Myanmar at a Crossroads, and the Need for Sustained Pressure
Unsplash/Zinko Hein People in Myanmar organize a vigil in the days after the military coup in 2021. (file photo)
Presenting his final report to the UN Human Rights Council on 13 March 2026, outgoing Special Rapporteur Tom Andrews warned that Myanmar’s junta must not be allowed to re-normalise with impunity after more than five years of civil war and repression (Human Rights Council, 13 March 2026). The conflict has intensified: airstrikes on civilian targets rose from nine in 2021 to 1,140 in 2025; 3.6 million people are displaced; and humanitarian need is enormous.

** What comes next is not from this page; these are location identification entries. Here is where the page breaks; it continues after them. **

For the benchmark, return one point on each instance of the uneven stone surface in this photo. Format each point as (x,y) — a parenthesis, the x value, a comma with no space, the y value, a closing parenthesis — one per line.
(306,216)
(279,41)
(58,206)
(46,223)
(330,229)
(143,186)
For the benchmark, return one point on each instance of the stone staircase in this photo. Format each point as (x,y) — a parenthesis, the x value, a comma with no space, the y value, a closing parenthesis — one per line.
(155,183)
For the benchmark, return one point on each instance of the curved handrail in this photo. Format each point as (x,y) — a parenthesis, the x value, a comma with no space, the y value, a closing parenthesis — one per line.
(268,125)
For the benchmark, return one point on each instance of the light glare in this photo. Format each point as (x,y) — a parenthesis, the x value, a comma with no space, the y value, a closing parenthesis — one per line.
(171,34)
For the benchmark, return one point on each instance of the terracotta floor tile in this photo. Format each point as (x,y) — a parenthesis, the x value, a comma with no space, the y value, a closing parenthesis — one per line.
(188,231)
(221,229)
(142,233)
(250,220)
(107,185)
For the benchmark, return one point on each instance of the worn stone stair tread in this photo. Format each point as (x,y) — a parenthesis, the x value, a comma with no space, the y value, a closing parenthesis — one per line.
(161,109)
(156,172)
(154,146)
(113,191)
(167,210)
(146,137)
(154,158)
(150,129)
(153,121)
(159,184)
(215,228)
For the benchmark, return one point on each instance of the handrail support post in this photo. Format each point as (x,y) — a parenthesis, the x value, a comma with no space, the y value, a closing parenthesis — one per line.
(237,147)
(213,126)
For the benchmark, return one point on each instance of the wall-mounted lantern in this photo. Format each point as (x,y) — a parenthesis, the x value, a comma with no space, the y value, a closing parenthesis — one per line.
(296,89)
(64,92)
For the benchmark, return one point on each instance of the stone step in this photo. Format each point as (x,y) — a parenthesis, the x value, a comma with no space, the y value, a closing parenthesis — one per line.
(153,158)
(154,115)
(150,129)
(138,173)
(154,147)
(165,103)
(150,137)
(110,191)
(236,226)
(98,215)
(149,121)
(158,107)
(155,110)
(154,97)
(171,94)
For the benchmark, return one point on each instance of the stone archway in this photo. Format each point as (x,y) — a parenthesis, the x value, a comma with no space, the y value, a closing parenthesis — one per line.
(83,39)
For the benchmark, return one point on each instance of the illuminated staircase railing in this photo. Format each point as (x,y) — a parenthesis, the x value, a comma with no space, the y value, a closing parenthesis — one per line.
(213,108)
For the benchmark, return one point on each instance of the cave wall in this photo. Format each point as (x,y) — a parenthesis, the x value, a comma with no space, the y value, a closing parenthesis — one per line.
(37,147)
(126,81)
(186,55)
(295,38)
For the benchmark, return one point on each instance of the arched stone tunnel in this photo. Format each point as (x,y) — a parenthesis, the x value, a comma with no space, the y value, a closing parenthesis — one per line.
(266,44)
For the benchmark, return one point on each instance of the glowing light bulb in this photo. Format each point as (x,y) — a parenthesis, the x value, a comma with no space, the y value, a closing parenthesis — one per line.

The international community has shown measures that work, from targeted sanctions to disruption of arms supply networks, but Andrews cautioned that resolve is waning. The human-rights case for sustained pressure is stark: without continued isolation of the junta, the machinery of abuses—airstrikes, forced displacement, landmine contamination—will be allowed to mature into permanent patterns.
Policy must be calibrated: scale up humanitarian aid, maintain targeted sanctions and arms controls that disrupt the junta’s capacity, support cross-border assistance where possible, and bolster documentation for future accountability. Above all, donor fatigue must be resisted; civilians in Myanmar need durable international solidarity to prevent further rights erosion.